Zwei Darstellungen, zwei gegensätzliche Zeitpläne und ein sehr konkretes Dokument, das die Frage klären würde: eine förmliche Erklärung über das Nichtbestehen eines Interessenkonflikts, sofern eine solche vor der Kommissionsteilnahme abgegeben wurde.

Was genau gefordert wird

Levica fordert die Veröffentlichung des vollständigen Kommissionsberichts, der Protokolle ihrer Arbeit, der Einzelbewertungen, sofern vorhanden, der Begründung zu jedem Kriterium, der Auswahlentscheidung, des Datums der Benachrichtigung des ausgewählten Ausführenden und der gesamten Zeitachse von der Angebotsabgabe bis zur offiziellen Ankündigung.

Die Logik ist einfach: Wenn in einem Verfahren ein einziges Angebot eingeht, ergibt der Begriff „günstigster Bieter“ nur dann Sinn, wenn die Öffentlichkeit sehen kann, woran diese Günstigkeit gemessen wurde. Andernfalls ist die Bewertung nur ein bürokratischer Weg zu einem vorbereiteten Ergebnis.

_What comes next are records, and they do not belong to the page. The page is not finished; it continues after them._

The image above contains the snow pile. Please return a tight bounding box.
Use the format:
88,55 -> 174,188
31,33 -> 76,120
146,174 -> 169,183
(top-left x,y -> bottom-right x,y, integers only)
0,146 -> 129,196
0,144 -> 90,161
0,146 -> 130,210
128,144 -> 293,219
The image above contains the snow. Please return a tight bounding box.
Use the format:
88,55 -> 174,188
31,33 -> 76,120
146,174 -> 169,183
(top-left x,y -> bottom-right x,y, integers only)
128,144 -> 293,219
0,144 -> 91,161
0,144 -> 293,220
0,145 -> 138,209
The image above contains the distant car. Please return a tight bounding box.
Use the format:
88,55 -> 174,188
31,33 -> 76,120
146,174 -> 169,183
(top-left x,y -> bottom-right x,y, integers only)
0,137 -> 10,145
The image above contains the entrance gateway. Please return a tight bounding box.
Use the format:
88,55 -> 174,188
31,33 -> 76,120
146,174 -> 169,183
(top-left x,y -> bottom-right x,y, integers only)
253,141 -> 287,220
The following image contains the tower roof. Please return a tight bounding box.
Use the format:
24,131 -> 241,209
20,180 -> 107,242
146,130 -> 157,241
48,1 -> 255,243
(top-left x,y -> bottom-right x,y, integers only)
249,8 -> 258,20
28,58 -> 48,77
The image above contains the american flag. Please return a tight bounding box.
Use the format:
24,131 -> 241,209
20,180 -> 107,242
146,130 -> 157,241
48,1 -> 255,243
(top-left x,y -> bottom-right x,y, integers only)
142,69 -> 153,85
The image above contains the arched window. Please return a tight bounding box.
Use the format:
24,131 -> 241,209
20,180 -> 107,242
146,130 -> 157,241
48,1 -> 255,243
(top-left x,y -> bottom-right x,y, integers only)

Die SDSM fordert dasselbe - alle Dokumente zu veröffentlichen und zu sagen, wer den Kommissionen bei der Staatslotterie angehört, die die Firmen auswählte, und nach welchen Kriterien über 5 Millionen Euro verteilt wurden.

Die Kulisse hinter alldem

Der Hintergrund macht die Geschichte schwerer. In derselben Woche, in der diese Dokumente gefordert werden, roden Winzer im Tikveš-Gebiet ihre eigenen Rebflächen, weil es keine Abnahme gibt, und Paprika wird bei Produktionskosten von 26 Denar für 15 Denar aufgekauft.

Niemand behauptet, der Staat dürfe 35 Jahre Unabhängigkeit nicht begehen. Die Frage ist eine andere und sie ist völlig konkret: Warum sollte ein Verfahren über fünf Millionen Euro Steuergeld hinter verschlossenen Türen bleiben, wenn alles daran makellos sauber war?